Durante los últimos años, en Panamá hemos intentado construir una institución en la que podamos delegar el poder soberano que, teóricamente, ostentamos los ciudadanos: un modelo de democracia liberal.
En este modelo se han respetado los derechos básicos de las personas y los derechos políticos de los ciudadanos, incluidas las libertades de asociación, reunión y expresión, mediante el imperio de la ley protegidas por los juzgados; la separación de poderes entre Ejecutivo, Legislativo y Judicial; la elección libre, periódica y competitiva de quienes ocupan cargos decisorios en cada uno de esos poderes; la sumisión del Estado, y de todos sus aparatos, a quienes han recibido la delegación del poder ciudadano; la posibilidad de revisar y actualizar la Constitución, en la que se plasman los principios de las instituciones democráticas. Y la que aún tenemos pendiente: la exclusión de los poderes económicos o ideológicos en la conducción de los asuntos públicos, mediante su influencia en el sistema político.
En el último año ha surgido un nuevo órgano fáctico que opera como poder paralelo en el Estado panameño y que busca legitimar el actuar contramayoritario: la Cámara de Comercio y el movimiento MOVIN, que constantemente emiten narrativas y comunicados en favor de las acciones dirigidas a denigrar al trabajador público. ¿Cuántas denuncias se han presentado ante el Ministerio Público por las “botellas” en la Asamblea, las auditorías pendientes en los puertos o los malos manejos del gobierno anterior?
La democracia liberal es representativa solo si los ciudadanos sienten que están representados, porque la fuerza y estabilidad de las instituciones dependen de su vigencia en la mente colectiva. Cuando se rompe el vínculo subjetivo entre lo que los ciudadanos piensan y quieren, y las acciones de quienes elegimos y pagamos con nuestros impuestos, se produce lo que llamamos crisis de legitimidad política: el sentimiento mayoritario de que los actores del sistema no nos representan.

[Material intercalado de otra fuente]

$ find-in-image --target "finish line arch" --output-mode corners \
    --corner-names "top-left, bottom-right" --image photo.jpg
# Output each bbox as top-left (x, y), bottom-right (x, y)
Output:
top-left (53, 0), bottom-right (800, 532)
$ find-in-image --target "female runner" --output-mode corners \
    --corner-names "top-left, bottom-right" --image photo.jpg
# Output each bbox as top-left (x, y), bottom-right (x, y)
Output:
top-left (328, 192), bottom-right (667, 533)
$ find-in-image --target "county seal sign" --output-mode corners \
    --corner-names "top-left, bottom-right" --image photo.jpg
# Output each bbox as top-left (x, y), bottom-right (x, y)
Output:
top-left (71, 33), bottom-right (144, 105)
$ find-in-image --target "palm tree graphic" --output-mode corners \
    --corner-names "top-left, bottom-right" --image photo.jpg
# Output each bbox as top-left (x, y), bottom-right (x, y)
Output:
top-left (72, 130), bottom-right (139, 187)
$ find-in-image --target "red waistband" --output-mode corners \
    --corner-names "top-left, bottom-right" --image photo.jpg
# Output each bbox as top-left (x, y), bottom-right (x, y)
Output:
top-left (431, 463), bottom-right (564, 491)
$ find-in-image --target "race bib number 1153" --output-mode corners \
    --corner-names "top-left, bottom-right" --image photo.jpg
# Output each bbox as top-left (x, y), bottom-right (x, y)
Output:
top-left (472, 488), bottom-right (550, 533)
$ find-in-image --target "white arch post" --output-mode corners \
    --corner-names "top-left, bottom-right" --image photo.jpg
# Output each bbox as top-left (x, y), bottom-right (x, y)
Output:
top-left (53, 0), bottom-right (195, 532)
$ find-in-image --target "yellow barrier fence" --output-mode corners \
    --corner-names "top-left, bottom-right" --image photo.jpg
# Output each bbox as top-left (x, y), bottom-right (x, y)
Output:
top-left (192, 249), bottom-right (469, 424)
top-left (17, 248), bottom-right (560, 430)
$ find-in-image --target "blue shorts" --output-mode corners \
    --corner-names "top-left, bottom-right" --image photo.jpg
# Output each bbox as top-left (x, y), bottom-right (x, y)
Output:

El panameño percibe que quienes vinieron desde la endeudada empresa privada a administrar lo público llegaron para preservar el monopolio de sus conglomerados empresariales, beneficiarse de licitaciones de insumos quirúrgicos y medicamentos, y lucrar con el manejo de las cuotas obrero-patronales a través de la banca bursátil en Hong Kong. Esta dictadura de minorías diseñó la exoneración del impuesto a las comunicaciones establecida en la Ley 51 de 2005, para que fuera cubierta con deuda pública mediante la Ley 462.
La democracia enfrenta dificultades prácticas en la gestión de crisis, no porque sea democrática, sino porque ha sido diseñada para un país que ya no existe: se olvida que vivimos en una sociedad dramáticamente fragmentada. No se está logrando un desarrollo autónomo de la seguridad social en Panamá porque no se respeta la verticalidad institucional.
Outsiders han llegado a defender los intereses de sus negocios por encima del interés común, imponiendo su ideología parasitaria de vivir a costa de las licitaciones públicas, mientras denigran al panameño como analfabeta o menosprecian a educadores, médicos y trabajadores de clase media tildándolos de izquierdistas radicales.
Existe decepción porque un 32% de los panameños depositaron su esperanza en la Alianza por Salvar a Panamá, bajo la promesa de “chen chen en la calle”, y a los únicos que realmente se intenta salvar, y a quienes sí les llega el dinero sin austeridad, es a los accionistas de la banca bursátil panameña.
También hay decepción porque los accionistas de medios tradicionales han fabricado una narrativa de miedo y odio hacia el trabajador público, el maestro, el obrero y el médico.
El autor es médico sub especialista.